PMAKid: I know that there are some people who think we should end the "war on drugs" and legalize drugs. Other people think we should keep them against the law. A lot of people think we need to spend more money on treatment to help people get off them and do things like drug courts. What do you think about all this - especially being straight edge/drug free?
Mark: I think a lot of this nation's problem with drugs is our mentality about the whole thing. The reason people turn to drugs and other substances are usually twofold: as coping mechanisms for pain or trauma, or often simply for recreation/experimentation. I don't think much can be done about the recreational/experimentation side of drug use because curiosity will always be a part of the human condition, but I think education can help deter a lot of people from heavier drugs. A stitch in time in prevention education, could save nine in rehabilitation. Of course it's a very complex topic and I could probably talk at length about it. I think devoting money to treatment and drug courts could be a step in the right direction.
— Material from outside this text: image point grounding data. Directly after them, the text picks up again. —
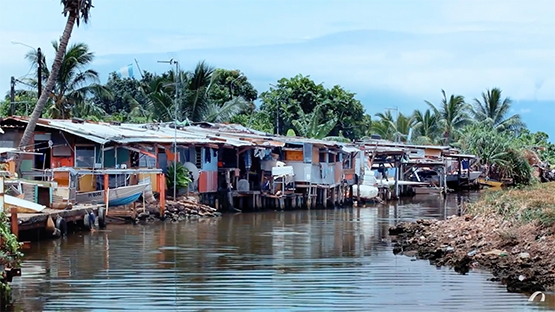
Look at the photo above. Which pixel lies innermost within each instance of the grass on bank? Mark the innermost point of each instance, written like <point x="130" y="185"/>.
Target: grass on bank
<point x="519" y="205"/>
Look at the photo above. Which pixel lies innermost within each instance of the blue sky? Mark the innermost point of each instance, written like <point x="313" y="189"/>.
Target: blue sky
<point x="391" y="53"/>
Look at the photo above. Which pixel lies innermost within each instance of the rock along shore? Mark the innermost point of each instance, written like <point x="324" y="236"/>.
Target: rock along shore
<point x="521" y="257"/>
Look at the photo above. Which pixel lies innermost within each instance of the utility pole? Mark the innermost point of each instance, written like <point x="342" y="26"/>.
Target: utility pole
<point x="39" y="72"/>
<point x="176" y="112"/>
<point x="12" y="96"/>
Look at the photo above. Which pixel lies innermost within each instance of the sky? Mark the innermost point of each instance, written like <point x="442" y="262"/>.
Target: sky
<point x="392" y="54"/>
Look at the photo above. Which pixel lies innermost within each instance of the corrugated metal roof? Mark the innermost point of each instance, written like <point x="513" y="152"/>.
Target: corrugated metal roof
<point x="7" y="150"/>
<point x="103" y="133"/>
<point x="210" y="133"/>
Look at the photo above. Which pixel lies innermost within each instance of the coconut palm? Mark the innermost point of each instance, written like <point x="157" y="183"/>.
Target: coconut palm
<point x="74" y="85"/>
<point x="75" y="11"/>
<point x="216" y="113"/>
<point x="393" y="129"/>
<point x="313" y="125"/>
<point x="492" y="107"/>
<point x="426" y="127"/>
<point x="453" y="115"/>
<point x="197" y="89"/>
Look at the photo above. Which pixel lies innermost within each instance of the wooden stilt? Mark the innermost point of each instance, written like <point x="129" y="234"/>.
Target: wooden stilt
<point x="14" y="222"/>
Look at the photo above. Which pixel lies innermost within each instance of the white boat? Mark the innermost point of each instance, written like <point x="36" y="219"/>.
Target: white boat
<point x="366" y="191"/>
<point x="369" y="186"/>
<point x="427" y="190"/>
<point x="22" y="205"/>
<point x="120" y="196"/>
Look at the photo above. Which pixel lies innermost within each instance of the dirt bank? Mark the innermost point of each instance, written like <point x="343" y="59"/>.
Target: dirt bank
<point x="511" y="233"/>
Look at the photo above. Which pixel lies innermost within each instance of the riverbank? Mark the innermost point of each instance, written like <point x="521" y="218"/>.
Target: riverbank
<point x="510" y="233"/>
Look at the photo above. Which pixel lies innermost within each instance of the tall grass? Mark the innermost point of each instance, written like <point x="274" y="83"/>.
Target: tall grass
<point x="534" y="203"/>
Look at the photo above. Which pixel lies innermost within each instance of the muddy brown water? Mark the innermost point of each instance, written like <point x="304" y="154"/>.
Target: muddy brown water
<point x="325" y="260"/>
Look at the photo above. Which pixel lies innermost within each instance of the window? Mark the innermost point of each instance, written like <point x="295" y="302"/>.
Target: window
<point x="146" y="161"/>
<point x="323" y="157"/>
<point x="348" y="162"/>
<point x="84" y="156"/>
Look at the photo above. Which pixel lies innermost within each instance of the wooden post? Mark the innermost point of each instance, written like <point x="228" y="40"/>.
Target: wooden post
<point x="1" y="193"/>
<point x="106" y="186"/>
<point x="14" y="222"/>
<point x="397" y="180"/>
<point x="358" y="192"/>
<point x="162" y="187"/>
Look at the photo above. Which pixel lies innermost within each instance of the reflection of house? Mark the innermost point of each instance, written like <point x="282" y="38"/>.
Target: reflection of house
<point x="220" y="158"/>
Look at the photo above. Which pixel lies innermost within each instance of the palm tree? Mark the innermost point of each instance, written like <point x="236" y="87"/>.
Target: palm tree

Like many straight edgers, I think marijuana should be legalized. Our jails are overcrowded with pot users and dealers, and the violent gangs in Mexico are arguably a direct result of America's prohibitionist stance on marijuana. I think it should be legalized, maybe throw a tax on the sale of it, to stop the needless violence and destruction prohibition causes. I mean at best it's far less addictive than alcohol (if at all), far less destructive on the body, and at worst its effects just make you lazy and hungry. Haha, hardly seems worth death or jail time at least from my perspective. While I've never thought it was for me, I think banning it does far more harm than good.
PMAKid: Here is another question I have been asking a lot lately: What is the weirdest thing you have ever seen?
Mark: Haha oh man, weirdest thing I've ever seen huh....that's a tough one, I've seen some weird stuff. At a show in Sacramento one time, I saw a kid get buck naked and start moshing because a local band promised they'd give him a free shirt if he did it. It was pretty wild. I also once saw a man eat his own head. All of that is 100% true, except the last part about the guy eating his own head. That didn't happen.
PMAKid: Are you going to Revelation Records' 25th anniversary show? We are! Excited!!!
Mark: Man, I wish I could go. I didn't think I'd be able to make it down there with work and other responsibilities so I slept on buying tickets and I believe they have all sold out. Those line-ups are unbelievable though. Have a blast down there and make sure to get some sweet interviews. You'll tell your kids how you saw the best bands to ever play hardcore on one stage before you were even old enough to drive! Only problem is, life will be all downhill from there man...just kidding. Thanks for the interview and thanks for supporting local hardcore. I wish I was as cool as you are when I was your age.